I first published this post on Andrea Mantegna on March 26, 2011. It has received over 2000 page views and ranks #7 on my list of most viewed posts. The post was derived from a study by Henk van Os, "The Art of Devotion."
|Andrea Mantegna: Madonna and Child|
In “The Art of Devotion” Henk van Os argued that Andrea Mantegna deliberately sought to be an “exceptional painter.” As court painter of Mantua, Mantegna worked for an exclusive and well-to-do clientele. Even when his patrons wanted common subjects like a Madonna and Child for their homes, they would not be satisfied with a stock or second-rate work.
"There are quite a few extant pictures showing devotional scenes in bedrooms and they make it clear that such small paintings on a wall had a different function from the diptychs or triptychs which were opened when one wanted to pray. A Virgin and Child on the wall was more remote. It sanctified the room as a whole, as well as serving if necessary as a focal point for prayer.
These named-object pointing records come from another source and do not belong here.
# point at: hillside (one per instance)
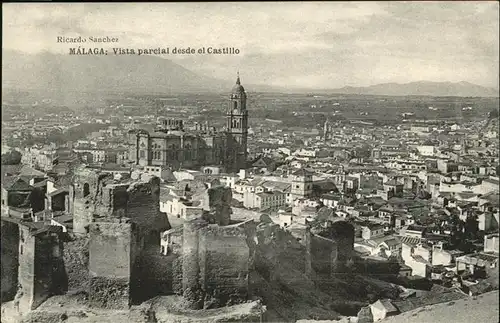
(70, 75)
(423, 88)
(127, 73)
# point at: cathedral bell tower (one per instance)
(237, 128)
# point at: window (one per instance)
(86, 189)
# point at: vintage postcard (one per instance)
(250, 162)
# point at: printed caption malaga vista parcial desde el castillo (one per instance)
(177, 50)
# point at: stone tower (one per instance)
(326, 130)
(301, 183)
(237, 128)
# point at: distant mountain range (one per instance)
(65, 74)
(422, 88)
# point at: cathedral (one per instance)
(170, 145)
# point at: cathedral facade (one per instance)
(172, 146)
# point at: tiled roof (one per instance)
(410, 241)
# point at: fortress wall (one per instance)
(113, 249)
(76, 262)
(9, 260)
(321, 253)
(224, 265)
(191, 263)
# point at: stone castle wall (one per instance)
(216, 261)
(10, 260)
(113, 251)
(328, 256)
(224, 265)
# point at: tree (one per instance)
(12, 157)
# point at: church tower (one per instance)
(237, 128)
(326, 130)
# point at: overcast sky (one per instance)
(317, 45)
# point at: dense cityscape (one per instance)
(317, 163)
(420, 197)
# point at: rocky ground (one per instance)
(74, 309)
(481, 308)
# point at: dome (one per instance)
(238, 88)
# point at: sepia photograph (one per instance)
(302, 162)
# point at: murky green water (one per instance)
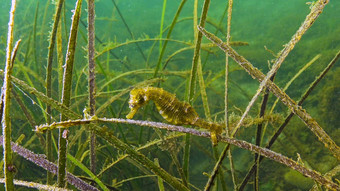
(128, 46)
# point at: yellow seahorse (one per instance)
(171, 109)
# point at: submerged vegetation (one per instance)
(67, 80)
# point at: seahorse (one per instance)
(171, 109)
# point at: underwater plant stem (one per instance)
(192, 82)
(258, 135)
(226, 149)
(285, 99)
(52, 40)
(91, 80)
(110, 138)
(193, 74)
(310, 19)
(161, 25)
(226, 95)
(66, 91)
(128, 28)
(283, 125)
(173, 23)
(9, 167)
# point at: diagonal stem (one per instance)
(291, 104)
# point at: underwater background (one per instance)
(129, 45)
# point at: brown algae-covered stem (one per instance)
(108, 136)
(278, 132)
(52, 40)
(66, 91)
(6, 119)
(91, 79)
(291, 104)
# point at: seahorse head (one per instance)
(138, 98)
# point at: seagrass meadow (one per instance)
(170, 95)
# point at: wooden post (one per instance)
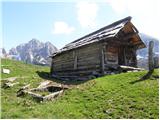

It had become one of the norms for interior decoration. A second-rate Madonna would have been out of place in a sumptuous room…."
Mantegna used not only his technical virtuosity but also his uncommon knowledge of antiquity to become an “exceptional” painter. "As an authority on antiquity, and mixing as he did with princes, he regarded each new commission as a new artistic challenge. Whatever he painted…the result was always something entirely and unmistakably his own."
Everything that van Os said about Mantegna can be applied to Giorgione. If Mantegna, working in Mantua, had a difficult and demanding clientele, what can we say about the young Giorgione working in Venice in the first decade of the sixteenth century? I like to compare the big three of Renaissance Italian cities to three current day American cities. Florence is Boston, Rome is Washington but Venice is New York, the cultural and financial capital of the world.